For all of the foregoing reasons, Defendants AAA and Brown's Motion to Dismiss (ECF No. 9) is GRANTED. Because the Court does not believe that the deficiencies of Plaintiffs' claims against Defendants AAA and Robert Brown can be rectified through amendment, no leave to amend will be permitted.

IT IS SO ORDERED.

FootNotes


1. ccording to the Complaint, Joel Shamitoff is the principal for all three business entities named as Plaintiffs.
2. Because oral argument was not of material assistance, this matter was submitted on the briefs. E.D. Cal. Local R. 230(g).

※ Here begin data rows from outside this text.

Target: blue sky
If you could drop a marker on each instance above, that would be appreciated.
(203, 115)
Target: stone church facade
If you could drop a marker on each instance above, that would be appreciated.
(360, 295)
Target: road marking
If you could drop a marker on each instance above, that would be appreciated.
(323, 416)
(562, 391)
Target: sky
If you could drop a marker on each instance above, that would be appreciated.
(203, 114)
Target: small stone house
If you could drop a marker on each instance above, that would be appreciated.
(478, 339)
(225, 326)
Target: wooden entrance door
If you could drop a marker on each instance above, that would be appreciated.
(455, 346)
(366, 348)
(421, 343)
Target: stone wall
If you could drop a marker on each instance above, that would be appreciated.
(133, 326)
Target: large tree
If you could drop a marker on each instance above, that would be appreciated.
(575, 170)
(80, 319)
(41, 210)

3. According to documentation submitted in connection with Defendants' filings in opposition to the TRO, Snapables are plush toy dolls or animals with removable heads and body parts that permit them to be interchanged with other similar toys in creating dolls or animals with varying appearances.

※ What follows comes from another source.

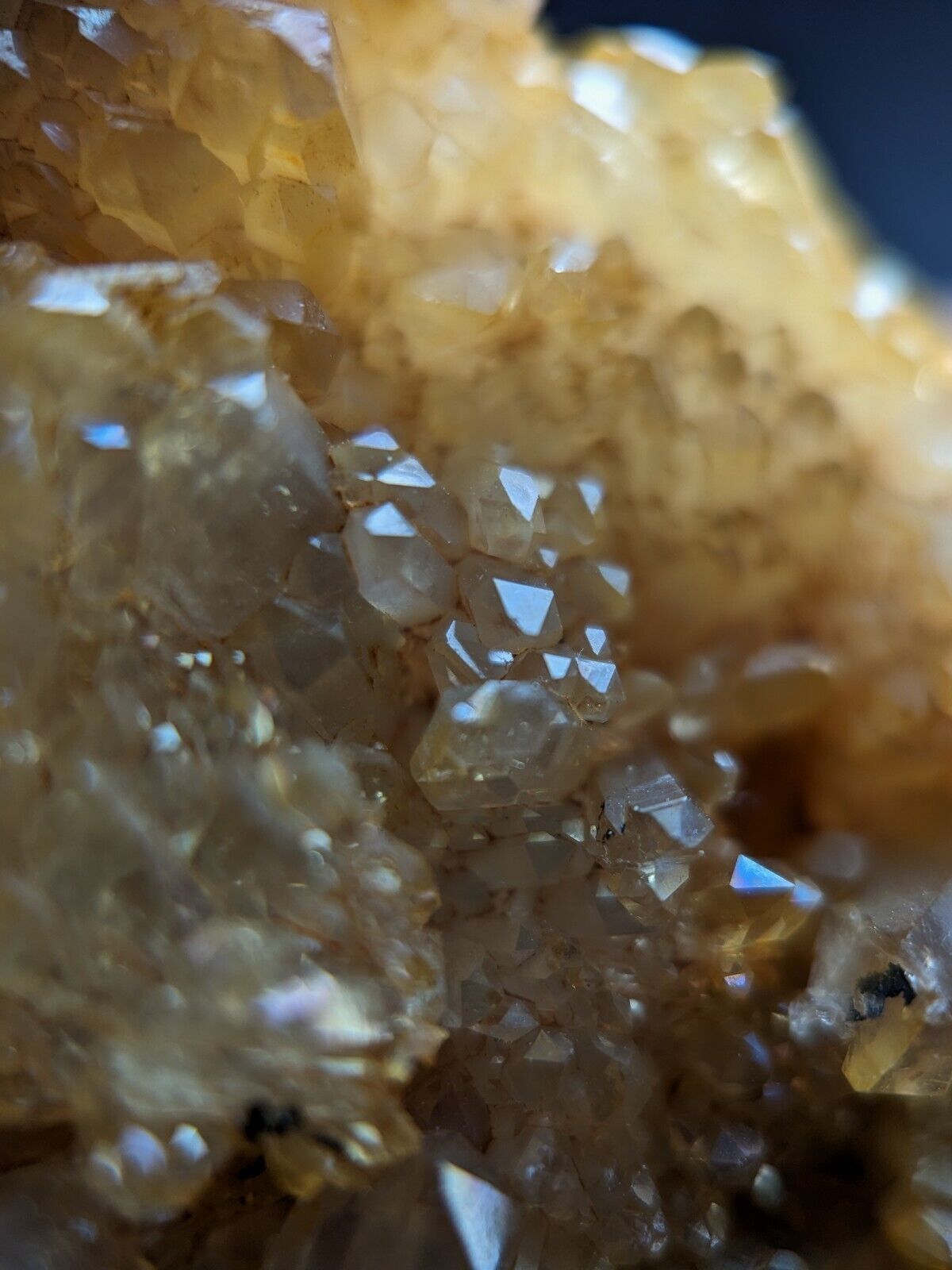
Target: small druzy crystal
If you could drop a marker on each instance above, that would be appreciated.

4. John Lucero had already sought bankruptcy protection on November 2010, at the same time the business entity formed by Lucero and Bird to hold the RDAS, the LB Partnership, also filed for bankruptcy under Chapter 7.
5. By Supplemental Request for Judicial Notice filed May 19, 2014 (ECF No. 25), Defendants bring the Sacramento Superior Court's Order to this Court's attention as Exhibit R, and that Order attaches a copy of Arbitrator Brown's February 10, 2014 award. As set forth below, the February 10, 2014 Order is properly subject to judicial notice under Federal Rule of Evidence 201, and Defendants' request in that regard has not been opposed.